Numerous studies have shown that using a cell phone while driving is equivalent to driving while drunk. Let that sink in. It’s not enough putting it on hands free or switching it to silent mode. Get your teens to turn the phone OFF. They can’t afford to shed even one percent of their concentration.


Stay within speed limits

The speed limit is designated specifically to save lives and protect drivers and other members of the public. If our teens are staying within and around these limits, their speeds are safe. Not too slow, not too fast. According to the National Highway Traffic Safety Administration, speed was the major factor in 31 percent of teen-driver fatalities in 2016.


Keep your distance

Less-experienced drivers are often unaware of a car’s safe braking/stopping distance, especially in rain and snow. A good rule of thumb is to keep at least a car’s length between yourself and the car in front. This needs to be lengthened when conditions are bad, or when driving at greater speeds.

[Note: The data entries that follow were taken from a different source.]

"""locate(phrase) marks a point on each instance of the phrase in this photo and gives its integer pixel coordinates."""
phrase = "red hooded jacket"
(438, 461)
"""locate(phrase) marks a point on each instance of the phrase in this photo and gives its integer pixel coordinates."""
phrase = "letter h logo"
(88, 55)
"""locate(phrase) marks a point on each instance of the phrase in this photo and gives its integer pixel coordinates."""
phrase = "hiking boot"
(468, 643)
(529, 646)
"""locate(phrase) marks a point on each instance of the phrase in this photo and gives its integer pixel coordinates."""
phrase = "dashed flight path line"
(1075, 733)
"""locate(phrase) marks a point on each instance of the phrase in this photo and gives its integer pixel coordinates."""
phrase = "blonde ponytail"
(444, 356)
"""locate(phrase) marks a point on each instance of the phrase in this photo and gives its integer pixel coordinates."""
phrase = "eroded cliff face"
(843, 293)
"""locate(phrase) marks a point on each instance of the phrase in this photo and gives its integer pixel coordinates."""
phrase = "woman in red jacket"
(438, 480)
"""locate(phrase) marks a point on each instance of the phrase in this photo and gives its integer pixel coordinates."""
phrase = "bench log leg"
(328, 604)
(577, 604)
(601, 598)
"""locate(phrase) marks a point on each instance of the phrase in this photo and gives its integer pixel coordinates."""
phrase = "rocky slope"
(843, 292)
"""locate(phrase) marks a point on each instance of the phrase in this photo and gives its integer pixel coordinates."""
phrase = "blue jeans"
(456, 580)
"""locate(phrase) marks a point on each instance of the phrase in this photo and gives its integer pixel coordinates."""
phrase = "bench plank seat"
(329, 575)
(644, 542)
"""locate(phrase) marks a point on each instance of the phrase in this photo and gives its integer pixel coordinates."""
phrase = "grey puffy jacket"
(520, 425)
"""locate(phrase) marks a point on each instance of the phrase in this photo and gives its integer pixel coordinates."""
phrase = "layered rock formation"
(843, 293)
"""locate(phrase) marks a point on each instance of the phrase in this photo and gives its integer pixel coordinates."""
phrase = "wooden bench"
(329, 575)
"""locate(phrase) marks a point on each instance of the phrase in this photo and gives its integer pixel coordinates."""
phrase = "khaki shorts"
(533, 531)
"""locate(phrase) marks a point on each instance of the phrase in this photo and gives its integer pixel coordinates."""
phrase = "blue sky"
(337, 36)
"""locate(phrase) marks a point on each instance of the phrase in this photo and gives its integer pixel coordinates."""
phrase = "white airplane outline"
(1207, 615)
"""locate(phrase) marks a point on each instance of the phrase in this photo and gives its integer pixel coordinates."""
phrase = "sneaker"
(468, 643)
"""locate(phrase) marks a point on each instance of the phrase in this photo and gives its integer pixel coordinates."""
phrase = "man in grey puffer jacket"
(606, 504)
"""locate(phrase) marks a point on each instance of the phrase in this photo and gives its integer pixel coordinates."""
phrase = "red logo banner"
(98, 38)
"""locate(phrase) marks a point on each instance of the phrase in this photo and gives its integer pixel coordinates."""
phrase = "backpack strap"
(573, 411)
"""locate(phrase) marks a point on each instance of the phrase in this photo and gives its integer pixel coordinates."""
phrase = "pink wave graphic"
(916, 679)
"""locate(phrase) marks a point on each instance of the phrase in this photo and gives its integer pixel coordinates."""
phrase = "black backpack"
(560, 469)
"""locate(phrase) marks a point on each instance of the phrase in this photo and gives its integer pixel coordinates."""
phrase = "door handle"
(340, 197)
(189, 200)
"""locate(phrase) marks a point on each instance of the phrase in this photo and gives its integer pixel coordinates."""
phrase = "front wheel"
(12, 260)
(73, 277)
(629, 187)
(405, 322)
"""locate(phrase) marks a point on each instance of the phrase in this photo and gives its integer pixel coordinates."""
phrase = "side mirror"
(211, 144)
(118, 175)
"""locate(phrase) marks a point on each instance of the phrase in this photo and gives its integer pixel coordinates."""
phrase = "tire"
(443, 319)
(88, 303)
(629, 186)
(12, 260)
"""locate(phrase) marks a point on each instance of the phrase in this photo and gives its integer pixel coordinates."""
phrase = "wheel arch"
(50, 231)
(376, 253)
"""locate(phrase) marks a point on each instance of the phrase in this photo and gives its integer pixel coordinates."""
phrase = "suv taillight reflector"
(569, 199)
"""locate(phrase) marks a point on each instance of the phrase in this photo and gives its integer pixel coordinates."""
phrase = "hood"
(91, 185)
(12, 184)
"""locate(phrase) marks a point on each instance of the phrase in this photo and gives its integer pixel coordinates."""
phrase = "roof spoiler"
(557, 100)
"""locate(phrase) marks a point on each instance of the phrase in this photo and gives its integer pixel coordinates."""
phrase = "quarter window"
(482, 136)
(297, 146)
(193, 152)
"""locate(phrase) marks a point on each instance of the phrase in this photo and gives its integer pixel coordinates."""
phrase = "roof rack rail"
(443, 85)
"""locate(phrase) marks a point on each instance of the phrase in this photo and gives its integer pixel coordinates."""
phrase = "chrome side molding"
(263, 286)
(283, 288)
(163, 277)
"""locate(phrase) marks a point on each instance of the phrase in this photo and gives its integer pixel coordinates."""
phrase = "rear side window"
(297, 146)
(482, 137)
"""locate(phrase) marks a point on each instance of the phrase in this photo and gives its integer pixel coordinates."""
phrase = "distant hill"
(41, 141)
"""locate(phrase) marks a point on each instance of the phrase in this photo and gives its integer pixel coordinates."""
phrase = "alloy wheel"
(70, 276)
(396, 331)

Make more use of headlights

Teenagers might only consider putting on their headlights when it’s dark out. It’s natural to assume early on that the only function of headlights is to aid your sight at nighttime. Remind teens that lights are also to help others see you, so using them when it’s lighter out also has safety advantages.


Don’t text

We’ve already covered switching off the cell phone, but for those who can’t manage that step, we at least want to remind teens of the greatest cell phone danger – texting while driving. There is no safe speed or location to both text and drive, it is the one behavior that all drivers, teenage or otherwise, must eliminate from their driving routine.


Take a driving course

Check in your local areas for places offering defensive driving courses. Besides giving you greater skills and experience on the road, insurance companies will also recognize certification as proof of competence and may lower your insurance premiums.


Teens make up a disproportionate number of traffic fatalities. Let’s do everything we can to change that, and make driving safer and more enjoyable for young people.